While the 30 day period plus any applicable tolls for paying or denying a claim may be "...too short of a time frame in which to detect billing fraud, any change is up to the Legislature." Fair Price Medical Supply Corp. v. Travelers Indemnity Co., supra at 565.

All bases that an in insurer has for denying a no fault claim, except for specific and limited exceptions, must be raised in a timely denial.[FN2] The only way an insurer can avoid paying a fraudulent no fault claim is to deny the claim as fraudulent in a timely denial and to assert and prove the defense at trial. Id.; and Lenox Hill Radiology and MIA, P.C. v. Global Liberty Ins. Co. of New York, 24 Misc 3d 1225(A) (NY Civil Ct. 2009).
With due respect to Judge Hirsh and an appreciation of the case law context in which he was required to consider Lincoln General's motion, there is no indication that as of December 4, 2008, only three months after the accident, Lincoln General "could have denied [Alev's bills] on the grounds [sic] that [the claim] was fraudulent" or even had reason to request verification of those billings from Alev.  Fair Price Medical addresses the legal consequence of a no-fault insurer doing nothing within 30 days of receiving what may be fraudulent billings.  It does not, in this blogger's opinion, support or require the holding that a no-fault insurer which, in good faith, makes timely payment of a bill later discovered to be fraudulent cannot sue the provider on a fraud theory to recover that payment.  Fair Price Medical and its ilk address only the preclusion of defenses to payment under Insurance Law § 5106(a) and Regulation 68.

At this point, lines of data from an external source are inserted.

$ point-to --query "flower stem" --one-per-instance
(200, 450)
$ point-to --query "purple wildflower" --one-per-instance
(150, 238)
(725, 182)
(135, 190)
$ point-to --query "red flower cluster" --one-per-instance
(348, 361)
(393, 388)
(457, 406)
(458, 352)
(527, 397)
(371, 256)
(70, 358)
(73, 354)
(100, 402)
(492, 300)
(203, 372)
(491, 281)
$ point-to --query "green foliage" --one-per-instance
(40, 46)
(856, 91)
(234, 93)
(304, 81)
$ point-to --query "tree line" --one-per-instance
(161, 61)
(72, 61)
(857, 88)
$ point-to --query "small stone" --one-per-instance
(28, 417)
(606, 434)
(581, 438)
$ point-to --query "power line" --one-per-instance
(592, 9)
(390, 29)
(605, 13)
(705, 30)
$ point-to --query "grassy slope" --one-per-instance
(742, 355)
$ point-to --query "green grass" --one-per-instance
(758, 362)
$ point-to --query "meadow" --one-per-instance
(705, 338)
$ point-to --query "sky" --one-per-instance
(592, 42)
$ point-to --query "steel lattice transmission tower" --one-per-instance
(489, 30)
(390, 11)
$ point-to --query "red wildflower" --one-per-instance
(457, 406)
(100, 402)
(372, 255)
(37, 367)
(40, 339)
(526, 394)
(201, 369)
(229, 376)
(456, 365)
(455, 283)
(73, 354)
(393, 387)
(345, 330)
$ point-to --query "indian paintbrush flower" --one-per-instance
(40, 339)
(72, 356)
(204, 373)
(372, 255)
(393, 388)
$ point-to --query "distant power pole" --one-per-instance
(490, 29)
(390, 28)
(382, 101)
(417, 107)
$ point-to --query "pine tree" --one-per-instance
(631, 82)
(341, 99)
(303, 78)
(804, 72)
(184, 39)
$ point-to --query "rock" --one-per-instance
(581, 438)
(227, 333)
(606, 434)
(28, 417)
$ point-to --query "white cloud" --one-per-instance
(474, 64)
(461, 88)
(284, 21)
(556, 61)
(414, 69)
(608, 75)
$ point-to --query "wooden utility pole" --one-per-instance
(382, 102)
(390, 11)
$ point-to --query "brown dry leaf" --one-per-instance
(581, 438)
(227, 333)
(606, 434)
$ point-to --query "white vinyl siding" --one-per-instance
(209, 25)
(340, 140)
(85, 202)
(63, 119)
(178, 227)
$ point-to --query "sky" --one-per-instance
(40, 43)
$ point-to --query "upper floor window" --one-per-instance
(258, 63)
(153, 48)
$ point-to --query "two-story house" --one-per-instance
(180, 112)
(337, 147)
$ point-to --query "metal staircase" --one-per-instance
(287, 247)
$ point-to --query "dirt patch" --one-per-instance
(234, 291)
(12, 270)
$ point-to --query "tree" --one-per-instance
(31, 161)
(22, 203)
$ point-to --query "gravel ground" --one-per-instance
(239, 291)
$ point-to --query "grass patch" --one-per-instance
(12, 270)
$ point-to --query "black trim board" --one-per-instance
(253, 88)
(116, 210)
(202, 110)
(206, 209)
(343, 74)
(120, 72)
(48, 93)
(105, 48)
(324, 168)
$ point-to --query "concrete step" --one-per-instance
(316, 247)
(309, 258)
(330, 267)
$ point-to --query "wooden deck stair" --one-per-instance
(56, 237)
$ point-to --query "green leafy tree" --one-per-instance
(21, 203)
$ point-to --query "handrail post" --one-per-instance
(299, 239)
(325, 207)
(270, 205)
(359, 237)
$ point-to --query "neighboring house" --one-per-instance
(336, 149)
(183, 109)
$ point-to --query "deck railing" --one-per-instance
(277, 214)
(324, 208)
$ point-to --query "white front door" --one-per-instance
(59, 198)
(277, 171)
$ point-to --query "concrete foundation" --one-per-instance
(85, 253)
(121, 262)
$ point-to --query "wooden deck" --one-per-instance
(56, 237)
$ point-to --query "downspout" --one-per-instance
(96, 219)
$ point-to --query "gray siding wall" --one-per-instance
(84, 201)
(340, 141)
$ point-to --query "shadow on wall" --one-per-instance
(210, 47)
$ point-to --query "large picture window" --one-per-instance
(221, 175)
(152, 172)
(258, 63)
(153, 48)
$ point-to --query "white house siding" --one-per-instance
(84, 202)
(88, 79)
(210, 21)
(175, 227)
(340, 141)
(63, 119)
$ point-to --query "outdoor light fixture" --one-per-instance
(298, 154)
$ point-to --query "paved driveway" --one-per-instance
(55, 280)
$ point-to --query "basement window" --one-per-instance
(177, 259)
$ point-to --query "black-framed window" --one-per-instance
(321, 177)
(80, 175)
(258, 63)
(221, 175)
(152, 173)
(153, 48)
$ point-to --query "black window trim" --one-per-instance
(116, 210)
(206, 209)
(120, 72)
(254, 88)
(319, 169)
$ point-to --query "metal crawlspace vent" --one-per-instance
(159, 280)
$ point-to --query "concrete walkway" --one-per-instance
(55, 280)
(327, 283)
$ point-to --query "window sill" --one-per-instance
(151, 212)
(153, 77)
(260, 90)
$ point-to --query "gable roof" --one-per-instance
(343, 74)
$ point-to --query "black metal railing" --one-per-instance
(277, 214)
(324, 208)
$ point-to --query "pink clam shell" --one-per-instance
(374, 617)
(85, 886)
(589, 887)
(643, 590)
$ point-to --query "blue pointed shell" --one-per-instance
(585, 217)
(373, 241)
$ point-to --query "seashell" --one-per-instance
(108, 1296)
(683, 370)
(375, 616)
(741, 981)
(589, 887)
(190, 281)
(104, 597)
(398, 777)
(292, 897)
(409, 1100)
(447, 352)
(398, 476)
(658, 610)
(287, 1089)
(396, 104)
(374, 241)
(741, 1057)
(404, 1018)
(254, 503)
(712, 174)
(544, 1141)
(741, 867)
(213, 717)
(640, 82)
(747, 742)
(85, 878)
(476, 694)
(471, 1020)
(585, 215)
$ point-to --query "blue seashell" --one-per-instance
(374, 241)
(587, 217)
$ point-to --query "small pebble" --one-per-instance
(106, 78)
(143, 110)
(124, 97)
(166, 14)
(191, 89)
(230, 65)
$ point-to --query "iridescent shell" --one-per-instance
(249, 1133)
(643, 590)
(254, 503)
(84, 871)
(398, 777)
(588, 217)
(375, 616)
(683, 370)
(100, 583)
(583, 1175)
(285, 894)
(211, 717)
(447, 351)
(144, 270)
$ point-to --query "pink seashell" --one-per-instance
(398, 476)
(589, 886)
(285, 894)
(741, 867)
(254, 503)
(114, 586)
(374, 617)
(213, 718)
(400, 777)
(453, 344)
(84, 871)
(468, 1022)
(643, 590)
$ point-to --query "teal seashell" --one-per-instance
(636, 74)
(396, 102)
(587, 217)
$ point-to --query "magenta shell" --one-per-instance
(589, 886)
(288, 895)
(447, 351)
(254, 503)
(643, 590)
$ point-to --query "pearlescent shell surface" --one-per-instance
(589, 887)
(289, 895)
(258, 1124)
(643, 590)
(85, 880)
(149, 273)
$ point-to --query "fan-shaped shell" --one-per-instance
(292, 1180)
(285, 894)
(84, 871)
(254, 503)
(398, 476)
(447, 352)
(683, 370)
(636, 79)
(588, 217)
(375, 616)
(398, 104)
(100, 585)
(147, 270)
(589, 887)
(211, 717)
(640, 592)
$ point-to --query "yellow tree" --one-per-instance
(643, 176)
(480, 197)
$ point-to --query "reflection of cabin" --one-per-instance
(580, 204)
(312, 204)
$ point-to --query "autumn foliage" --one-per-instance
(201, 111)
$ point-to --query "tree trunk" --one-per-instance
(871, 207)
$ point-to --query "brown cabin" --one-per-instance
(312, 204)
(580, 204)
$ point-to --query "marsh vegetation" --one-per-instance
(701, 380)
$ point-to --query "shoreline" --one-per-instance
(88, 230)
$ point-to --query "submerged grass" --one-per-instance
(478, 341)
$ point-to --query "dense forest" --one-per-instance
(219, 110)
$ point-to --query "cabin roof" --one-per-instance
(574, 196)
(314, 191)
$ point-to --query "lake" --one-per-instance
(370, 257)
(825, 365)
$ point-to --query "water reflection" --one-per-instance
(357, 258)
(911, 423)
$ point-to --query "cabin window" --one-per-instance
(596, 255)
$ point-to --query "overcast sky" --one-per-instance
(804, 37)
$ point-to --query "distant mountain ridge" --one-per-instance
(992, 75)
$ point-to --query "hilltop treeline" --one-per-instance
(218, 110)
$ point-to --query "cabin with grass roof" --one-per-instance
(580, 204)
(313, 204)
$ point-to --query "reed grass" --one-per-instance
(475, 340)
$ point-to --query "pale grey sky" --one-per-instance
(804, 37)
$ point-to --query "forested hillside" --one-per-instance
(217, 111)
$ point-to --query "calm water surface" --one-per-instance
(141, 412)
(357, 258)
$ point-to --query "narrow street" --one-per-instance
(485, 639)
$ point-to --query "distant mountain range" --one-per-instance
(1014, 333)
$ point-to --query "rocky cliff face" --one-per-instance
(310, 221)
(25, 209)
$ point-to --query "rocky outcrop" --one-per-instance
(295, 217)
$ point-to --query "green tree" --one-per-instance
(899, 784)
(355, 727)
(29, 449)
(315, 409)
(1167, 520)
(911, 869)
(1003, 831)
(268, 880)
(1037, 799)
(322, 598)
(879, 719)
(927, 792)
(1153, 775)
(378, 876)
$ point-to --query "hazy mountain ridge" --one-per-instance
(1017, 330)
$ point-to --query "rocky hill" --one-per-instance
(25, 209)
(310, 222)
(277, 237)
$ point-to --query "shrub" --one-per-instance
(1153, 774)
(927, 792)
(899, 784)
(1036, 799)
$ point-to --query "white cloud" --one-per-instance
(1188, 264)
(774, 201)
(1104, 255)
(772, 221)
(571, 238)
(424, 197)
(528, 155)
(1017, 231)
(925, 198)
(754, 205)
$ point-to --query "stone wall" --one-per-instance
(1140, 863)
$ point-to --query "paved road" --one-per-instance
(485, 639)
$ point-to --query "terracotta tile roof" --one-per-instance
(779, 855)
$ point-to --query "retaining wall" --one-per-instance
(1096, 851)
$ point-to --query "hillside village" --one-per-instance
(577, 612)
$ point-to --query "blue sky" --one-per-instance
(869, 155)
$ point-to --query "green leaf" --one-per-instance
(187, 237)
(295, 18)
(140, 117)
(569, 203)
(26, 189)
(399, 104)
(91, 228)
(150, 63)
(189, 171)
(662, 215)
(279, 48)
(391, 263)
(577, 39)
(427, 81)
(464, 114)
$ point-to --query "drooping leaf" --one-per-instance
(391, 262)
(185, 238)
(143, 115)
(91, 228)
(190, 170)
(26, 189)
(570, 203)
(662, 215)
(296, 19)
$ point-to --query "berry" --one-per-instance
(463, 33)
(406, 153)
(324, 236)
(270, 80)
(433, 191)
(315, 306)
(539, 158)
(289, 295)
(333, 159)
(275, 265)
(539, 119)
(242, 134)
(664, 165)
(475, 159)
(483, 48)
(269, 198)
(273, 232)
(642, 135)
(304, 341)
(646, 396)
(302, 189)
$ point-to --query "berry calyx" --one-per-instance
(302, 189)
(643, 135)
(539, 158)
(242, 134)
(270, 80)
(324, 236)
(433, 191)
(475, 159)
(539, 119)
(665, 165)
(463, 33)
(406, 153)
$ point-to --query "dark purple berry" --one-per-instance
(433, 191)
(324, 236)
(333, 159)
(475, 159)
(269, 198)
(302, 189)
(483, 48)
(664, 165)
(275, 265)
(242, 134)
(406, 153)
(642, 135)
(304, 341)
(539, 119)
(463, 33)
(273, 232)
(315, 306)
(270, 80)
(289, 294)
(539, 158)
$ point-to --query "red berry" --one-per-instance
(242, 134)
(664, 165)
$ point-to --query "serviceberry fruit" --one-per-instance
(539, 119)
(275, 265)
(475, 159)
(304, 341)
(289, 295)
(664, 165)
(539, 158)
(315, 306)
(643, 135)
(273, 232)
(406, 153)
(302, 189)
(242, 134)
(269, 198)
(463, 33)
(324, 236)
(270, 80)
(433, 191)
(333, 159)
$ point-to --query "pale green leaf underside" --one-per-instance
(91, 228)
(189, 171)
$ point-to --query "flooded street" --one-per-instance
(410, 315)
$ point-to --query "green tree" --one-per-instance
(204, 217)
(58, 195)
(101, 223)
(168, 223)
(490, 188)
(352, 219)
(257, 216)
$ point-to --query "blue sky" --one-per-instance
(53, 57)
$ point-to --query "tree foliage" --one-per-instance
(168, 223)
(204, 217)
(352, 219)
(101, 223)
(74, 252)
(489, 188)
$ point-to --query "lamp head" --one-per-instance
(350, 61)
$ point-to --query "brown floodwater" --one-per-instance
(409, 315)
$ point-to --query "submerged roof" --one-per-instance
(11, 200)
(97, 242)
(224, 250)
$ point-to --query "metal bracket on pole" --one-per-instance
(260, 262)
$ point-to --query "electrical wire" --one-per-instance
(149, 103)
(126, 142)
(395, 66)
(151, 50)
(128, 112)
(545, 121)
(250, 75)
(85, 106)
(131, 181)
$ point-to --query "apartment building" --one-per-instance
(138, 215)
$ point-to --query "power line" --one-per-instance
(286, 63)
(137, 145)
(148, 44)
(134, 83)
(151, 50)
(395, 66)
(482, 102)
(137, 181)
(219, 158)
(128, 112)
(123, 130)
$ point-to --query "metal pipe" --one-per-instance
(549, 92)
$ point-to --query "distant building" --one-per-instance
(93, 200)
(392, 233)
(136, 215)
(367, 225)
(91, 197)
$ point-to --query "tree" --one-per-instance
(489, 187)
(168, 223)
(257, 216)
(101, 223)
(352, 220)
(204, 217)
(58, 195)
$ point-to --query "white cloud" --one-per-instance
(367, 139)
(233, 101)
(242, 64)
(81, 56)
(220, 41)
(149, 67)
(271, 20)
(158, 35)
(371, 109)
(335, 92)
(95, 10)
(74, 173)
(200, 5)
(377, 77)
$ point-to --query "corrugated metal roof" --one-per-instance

Lincoln General was not seeking to "avoid or evade the time restrictions of the no fault law and regulations" in this case; it paid Alev's bills in a timely fashion.  That fact alone should render the preclusion rule of § 5106(a) inapplicable.  Permitting no-fault no-fault insurers that have timely paid bills later discovered to be fraudulent to sue the providers to recover those payments would not "subvert the entire no-fault system which establishes strict time limits by which an insurer must process, dispute and pay a claim."  The system's objectives are met if, in the first instance, bills are timely paid.  Certainly New York courts would not have no-fault insurers delay payment of bills by requesting verification of them when there is no apparent reason to do so.  The 30-day preclusion rule is not a period of incontestability; it is a defense to payment rule.  Once timely payment is made, the rule should be irrelevant.  No further extension of that rule, from its genesis in Presbyterian Hospital through its unusual manifestation and application in Fair Price Medical is needed or warranted as respects an insurer's right to recover payments that it was fraudulently induced into making.

All mimsy were the borogoves, and the mome raths outgrabe.